From Combined Services
Amman—Faced with threats from its next door neighbor Syria, a threat shared with its other neighbor, Israel, French sources report that Jordan opened two air corridors to make it possible for Israeli drones to fly over Syria without flying over Lebanon. Le Figaro, a French newspaper reported that the decision followed a secret meeting between King Abdullah and Bashar Assad, the Syrian president, and another meeting last month with President Obama. The urgency of their cooperation was heightened after U.S. intelligence sources confirmed that Assad’s troops had used Sarin, a poison nerve gas, on dissidents.
According to Jeff Goldberg of The Atlantic and www.bloomberg.com, the relationship between the king and the prime minister is very strong, and their discussions have improved. The two men met at the end of March. Agence France Presse said that the meeting revolved around the Mid-East Peace Process. Israel now also has diplomatic/military ties to most of the Gulf States in their quest to protect the vulnerable and literally flammable region from any Iranian attacks. How it will turn out is anyone’s guess.

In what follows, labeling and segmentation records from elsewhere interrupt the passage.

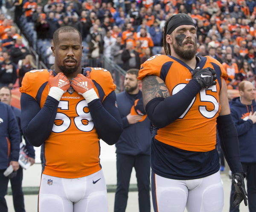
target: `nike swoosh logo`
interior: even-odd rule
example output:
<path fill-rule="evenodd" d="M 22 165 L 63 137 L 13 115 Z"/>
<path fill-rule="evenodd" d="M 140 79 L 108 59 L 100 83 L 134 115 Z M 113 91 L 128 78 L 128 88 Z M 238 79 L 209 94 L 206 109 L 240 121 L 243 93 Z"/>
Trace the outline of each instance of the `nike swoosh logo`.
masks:
<path fill-rule="evenodd" d="M 99 180 L 97 180 L 96 181 L 94 181 L 93 180 L 93 184 L 95 184 L 96 183 L 97 183 L 97 182 L 98 182 L 99 180 L 101 179 L 101 178 L 100 178 Z"/>
<path fill-rule="evenodd" d="M 203 75 L 203 74 L 201 74 L 201 77 L 203 78 L 204 77 L 210 77 L 211 76 L 209 75 Z"/>

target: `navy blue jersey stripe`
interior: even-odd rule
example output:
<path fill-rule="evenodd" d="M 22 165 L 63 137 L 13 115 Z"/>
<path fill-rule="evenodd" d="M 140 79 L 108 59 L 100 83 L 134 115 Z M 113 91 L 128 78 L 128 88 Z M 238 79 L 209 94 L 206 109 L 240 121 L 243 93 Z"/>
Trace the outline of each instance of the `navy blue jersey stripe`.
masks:
<path fill-rule="evenodd" d="M 102 88 L 101 86 L 98 84 L 96 81 L 93 80 L 93 82 L 94 83 L 94 85 L 96 88 L 98 90 L 99 92 L 99 99 L 100 100 L 101 102 L 102 102 L 103 101 L 103 98 L 104 98 L 104 96 L 105 96 L 105 93 L 104 93 L 104 91 L 103 89 Z"/>
<path fill-rule="evenodd" d="M 204 65 L 205 65 L 205 63 L 207 60 L 207 58 L 206 57 L 199 57 L 200 58 L 200 62 L 199 62 L 198 64 L 197 64 L 196 67 L 195 68 L 197 68 L 198 66 L 199 66 L 201 69 L 203 69 L 204 66 Z"/>
<path fill-rule="evenodd" d="M 217 74 L 217 80 L 220 85 L 220 89 L 221 89 L 221 67 L 214 63 L 210 63 L 213 66 L 213 69 L 215 70 Z"/>
<path fill-rule="evenodd" d="M 40 154 L 40 159 L 41 159 L 41 163 L 43 166 L 42 166 L 42 173 L 44 171 L 44 167 L 46 164 L 46 159 L 45 159 L 44 142 L 43 143 L 41 146 L 41 154 Z"/>
<path fill-rule="evenodd" d="M 170 70 L 170 68 L 171 68 L 172 65 L 172 63 L 173 63 L 173 61 L 166 62 L 165 63 L 164 63 L 161 68 L 160 78 L 162 79 L 165 83 L 166 76 L 167 75 L 167 74 L 168 74 L 169 70 Z"/>
<path fill-rule="evenodd" d="M 184 62 L 180 60 L 179 60 L 178 58 L 176 58 L 176 57 L 173 57 L 172 56 L 168 55 L 168 56 L 169 57 L 171 57 L 172 59 L 173 59 L 175 60 L 176 60 L 178 63 L 180 63 L 181 65 L 182 65 L 182 66 L 186 67 L 187 69 L 189 69 L 189 70 L 190 72 L 192 72 L 193 71 L 193 70 L 194 70 L 194 69 L 192 69 L 191 67 L 189 66 L 188 66 Z"/>
<path fill-rule="evenodd" d="M 156 195 L 156 184 L 155 173 L 152 171 L 151 172 L 151 193 L 152 194 L 152 200 L 153 207 L 154 211 L 158 211 L 157 208 L 157 197 Z"/>
<path fill-rule="evenodd" d="M 35 99 L 36 99 L 36 100 L 39 104 L 39 106 L 40 105 L 40 103 L 41 103 L 41 97 L 42 97 L 42 94 L 43 93 L 43 92 L 44 91 L 44 89 L 45 88 L 46 85 L 47 85 L 47 83 L 48 82 L 45 82 L 45 83 L 43 84 L 40 87 L 39 89 L 38 89 L 37 94 L 36 94 Z"/>
<path fill-rule="evenodd" d="M 217 172 L 220 169 L 216 149 L 206 152 L 177 148 L 153 138 L 150 160 L 152 172 L 175 180 L 192 180 Z M 210 162 L 209 162 L 210 161 Z"/>

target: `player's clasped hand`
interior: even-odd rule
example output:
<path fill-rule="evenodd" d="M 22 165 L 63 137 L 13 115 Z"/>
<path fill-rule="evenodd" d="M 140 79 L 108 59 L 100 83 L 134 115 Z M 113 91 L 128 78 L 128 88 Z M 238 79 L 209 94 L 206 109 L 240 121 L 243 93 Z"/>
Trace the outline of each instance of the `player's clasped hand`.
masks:
<path fill-rule="evenodd" d="M 93 83 L 90 78 L 90 72 L 86 72 L 86 77 L 79 74 L 71 80 L 71 85 L 80 95 L 93 88 Z"/>
<path fill-rule="evenodd" d="M 197 68 L 192 72 L 192 79 L 196 79 L 200 85 L 201 89 L 207 89 L 212 86 L 216 85 L 215 80 L 217 75 L 215 70 L 211 68 L 205 68 L 202 69 Z"/>
<path fill-rule="evenodd" d="M 243 174 L 240 172 L 233 174 L 232 183 L 234 184 L 236 189 L 236 192 L 233 196 L 232 206 L 237 206 L 243 200 L 244 204 L 247 206 L 247 193 L 244 186 Z"/>
<path fill-rule="evenodd" d="M 50 88 L 57 87 L 64 92 L 67 91 L 70 86 L 69 80 L 62 72 L 59 73 L 54 77 L 52 71 L 50 72 L 49 83 Z"/>

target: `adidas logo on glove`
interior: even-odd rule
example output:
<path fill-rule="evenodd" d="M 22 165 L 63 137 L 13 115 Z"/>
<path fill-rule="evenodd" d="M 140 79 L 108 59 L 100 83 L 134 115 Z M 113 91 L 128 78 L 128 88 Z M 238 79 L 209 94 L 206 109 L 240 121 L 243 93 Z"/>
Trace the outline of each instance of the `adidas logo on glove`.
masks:
<path fill-rule="evenodd" d="M 60 79 L 58 84 L 58 87 L 61 88 L 61 87 L 63 87 L 63 86 L 64 86 L 65 85 L 67 85 L 67 82 L 65 82 L 65 81 Z"/>

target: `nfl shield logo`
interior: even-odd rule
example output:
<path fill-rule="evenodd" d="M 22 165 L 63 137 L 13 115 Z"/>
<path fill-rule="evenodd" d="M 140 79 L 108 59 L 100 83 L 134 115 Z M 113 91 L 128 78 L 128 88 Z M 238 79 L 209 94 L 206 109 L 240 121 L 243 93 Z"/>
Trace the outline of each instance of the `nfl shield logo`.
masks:
<path fill-rule="evenodd" d="M 70 86 L 70 88 L 69 88 L 67 90 L 67 92 L 68 92 L 70 95 L 72 94 L 74 92 L 74 89 Z"/>
<path fill-rule="evenodd" d="M 48 180 L 47 181 L 47 184 L 48 184 L 49 186 L 51 186 L 52 185 L 53 181 L 53 180 L 51 180 L 50 179 L 48 179 Z"/>

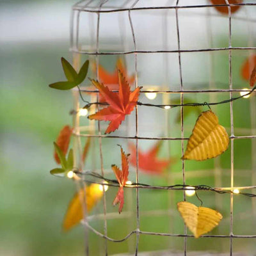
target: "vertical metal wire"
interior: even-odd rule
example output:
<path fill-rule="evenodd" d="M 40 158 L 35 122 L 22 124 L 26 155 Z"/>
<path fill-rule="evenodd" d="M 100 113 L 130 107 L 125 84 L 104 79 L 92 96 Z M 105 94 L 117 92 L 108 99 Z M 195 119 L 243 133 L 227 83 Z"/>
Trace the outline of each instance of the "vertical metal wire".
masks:
<path fill-rule="evenodd" d="M 226 4 L 229 4 L 228 0 L 225 0 Z M 228 47 L 232 47 L 232 30 L 231 30 L 231 8 L 228 5 Z M 228 65 L 229 65 L 229 89 L 233 89 L 232 73 L 232 50 L 228 50 Z M 232 92 L 230 92 L 230 98 L 232 97 Z M 234 116 L 233 116 L 233 102 L 230 103 L 230 130 L 231 136 L 234 136 Z M 231 156 L 230 156 L 230 188 L 234 188 L 234 138 L 231 138 Z M 233 211 L 234 211 L 234 196 L 230 193 L 230 255 L 233 253 Z"/>
<path fill-rule="evenodd" d="M 101 3 L 99 6 L 99 9 L 101 8 L 102 5 L 108 2 L 108 0 L 102 0 Z M 100 28 L 100 13 L 97 13 L 97 31 L 96 31 L 96 48 L 97 48 L 97 52 L 99 52 L 99 28 Z M 97 78 L 99 80 L 99 56 L 96 56 L 96 74 L 97 74 Z M 99 100 L 99 93 L 97 95 L 97 101 Z M 97 107 L 98 109 L 98 106 Z M 100 122 L 98 121 L 98 134 L 99 135 L 101 135 L 100 131 Z M 100 172 L 101 175 L 102 176 L 104 175 L 104 165 L 103 165 L 103 154 L 102 154 L 102 138 L 99 138 L 99 150 L 100 150 Z M 108 236 L 108 225 L 107 225 L 107 207 L 106 207 L 106 191 L 103 189 L 103 211 L 104 211 L 104 234 L 105 236 Z M 105 239 L 104 243 L 105 246 L 105 255 L 108 256 L 108 241 Z"/>
<path fill-rule="evenodd" d="M 179 0 L 177 0 L 176 2 L 176 7 L 179 4 Z M 180 51 L 180 31 L 179 27 L 179 16 L 178 16 L 178 9 L 175 8 L 175 17 L 176 17 L 176 28 L 177 28 L 177 44 L 178 44 L 178 50 Z M 180 91 L 183 90 L 183 81 L 182 81 L 182 70 L 181 67 L 181 58 L 180 58 L 180 52 L 179 52 L 179 72 L 180 72 Z M 181 92 L 180 93 L 180 104 L 183 104 L 184 103 L 184 95 Z M 183 113 L 183 107 L 180 107 L 180 128 L 181 128 L 181 137 L 184 138 L 184 113 Z M 181 140 L 181 153 L 182 156 L 184 156 L 184 140 Z M 184 159 L 181 160 L 182 161 L 182 180 L 183 184 L 186 184 L 186 178 L 185 178 L 185 164 Z M 183 191 L 183 199 L 186 201 L 186 193 L 185 190 Z M 184 234 L 187 234 L 187 227 L 186 224 L 184 224 Z M 187 237 L 184 237 L 184 256 L 187 255 Z"/>
<path fill-rule="evenodd" d="M 139 2 L 140 0 L 136 0 L 131 8 L 132 8 L 135 5 Z M 137 51 L 137 45 L 135 39 L 134 29 L 133 28 L 132 20 L 131 17 L 131 10 L 128 11 L 129 20 L 130 22 L 131 30 L 132 35 L 132 40 L 134 47 L 134 51 Z M 138 55 L 137 53 L 134 53 L 134 65 L 135 65 L 135 88 L 138 88 Z M 135 109 L 136 115 L 136 137 L 137 138 L 136 140 L 136 183 L 139 183 L 139 149 L 138 149 L 138 137 L 139 136 L 139 129 L 138 129 L 138 106 L 136 106 Z M 138 255 L 138 249 L 139 249 L 139 240 L 140 240 L 140 196 L 139 196 L 139 188 L 136 188 L 136 243 L 135 248 L 135 255 Z"/>

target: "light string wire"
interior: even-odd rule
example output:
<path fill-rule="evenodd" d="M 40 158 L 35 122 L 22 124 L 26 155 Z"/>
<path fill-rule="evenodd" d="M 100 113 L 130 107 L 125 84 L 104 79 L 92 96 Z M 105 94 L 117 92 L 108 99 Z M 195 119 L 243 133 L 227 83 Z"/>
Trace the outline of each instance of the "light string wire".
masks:
<path fill-rule="evenodd" d="M 92 105 L 102 105 L 102 106 L 109 106 L 108 103 L 107 102 L 89 102 L 87 100 L 85 100 L 82 95 L 82 92 L 81 90 L 81 88 L 79 88 L 79 87 L 77 86 L 78 90 L 79 91 L 79 94 L 80 94 L 80 97 L 82 99 L 82 100 L 86 104 L 86 105 L 85 105 L 83 108 L 84 109 L 88 109 Z M 166 107 L 168 107 L 169 108 L 177 108 L 177 107 L 198 107 L 198 106 L 207 106 L 209 109 L 211 109 L 210 106 L 215 106 L 215 105 L 220 105 L 220 104 L 225 104 L 225 103 L 230 103 L 232 102 L 233 101 L 235 101 L 236 100 L 238 100 L 239 99 L 243 98 L 244 97 L 247 97 L 248 95 L 250 95 L 255 90 L 256 90 L 256 86 L 255 86 L 254 87 L 252 88 L 252 89 L 251 90 L 250 90 L 247 93 L 243 94 L 242 95 L 238 96 L 238 97 L 230 97 L 227 100 L 221 100 L 221 101 L 219 101 L 217 102 L 188 102 L 188 103 L 183 103 L 183 104 L 150 104 L 150 103 L 143 103 L 141 102 L 140 101 L 137 102 L 137 105 L 138 106 L 148 106 L 148 107 L 156 107 L 156 108 L 163 108 L 163 109 L 165 109 Z M 99 91 L 95 91 L 95 92 L 98 92 Z M 115 92 L 118 92 L 118 91 L 115 91 Z M 152 92 L 147 92 L 147 93 L 150 92 L 152 93 Z M 232 91 L 230 90 L 229 92 L 232 92 Z"/>
<path fill-rule="evenodd" d="M 119 187 L 120 184 L 117 180 L 111 179 L 106 178 L 100 174 L 91 172 L 91 171 L 84 171 L 84 172 L 79 172 L 78 170 L 74 170 L 74 173 L 76 173 L 77 176 L 80 177 L 83 179 L 84 182 L 88 183 L 95 183 L 98 184 L 102 186 L 107 186 L 111 187 Z M 87 179 L 86 177 L 91 177 L 93 178 L 93 180 Z M 108 183 L 106 183 L 108 182 Z M 237 194 L 236 192 L 234 192 L 233 189 L 230 188 L 213 188 L 207 185 L 188 185 L 188 184 L 174 184 L 170 186 L 152 186 L 148 184 L 140 183 L 140 182 L 132 182 L 131 184 L 129 184 L 124 185 L 124 188 L 140 188 L 140 189 L 166 189 L 166 190 L 192 190 L 192 191 L 212 191 L 216 192 L 218 194 L 236 194 L 236 195 L 243 195 L 249 197 L 256 197 L 256 194 L 250 193 L 244 193 L 241 192 Z M 192 188 L 189 188 L 188 187 L 192 187 Z M 233 188 L 239 189 L 255 189 L 256 186 L 250 186 L 250 187 L 237 187 Z M 200 200 L 200 198 L 198 200 Z M 200 200 L 201 201 L 201 200 Z"/>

During his swearing in, Prime Minister Netanyahu said that he was committed to the peace treaties with Egypt and Jordan. “They are the foundations of stability in the Middle East and must be preserved. That is our policy; it must also be our neighbors’ policy and I believe it will be the case in the coming years.”
Despite the peaceful words, one of Jordan’s “moderate” political parties expelled one of its members for visiting Israel and shaking Shimon Peres’ hand, supposedly on Yom Haatzmaut. Although Muhammad Esa al-Doima, a member of the Al-Wasat Al-Islamiy party, denies the reports that led to his ouster, his protests proved futile, and calls to Peres’ office, so far, have not generated a response. This moderate party opposes any normalization with Israel. Other Jordanian Parliament members called for his expulsion from the government altogether. The brouhaha highlights the delicate balance that King Abdullah must cope with in order to keep internal as well as external peace in his country.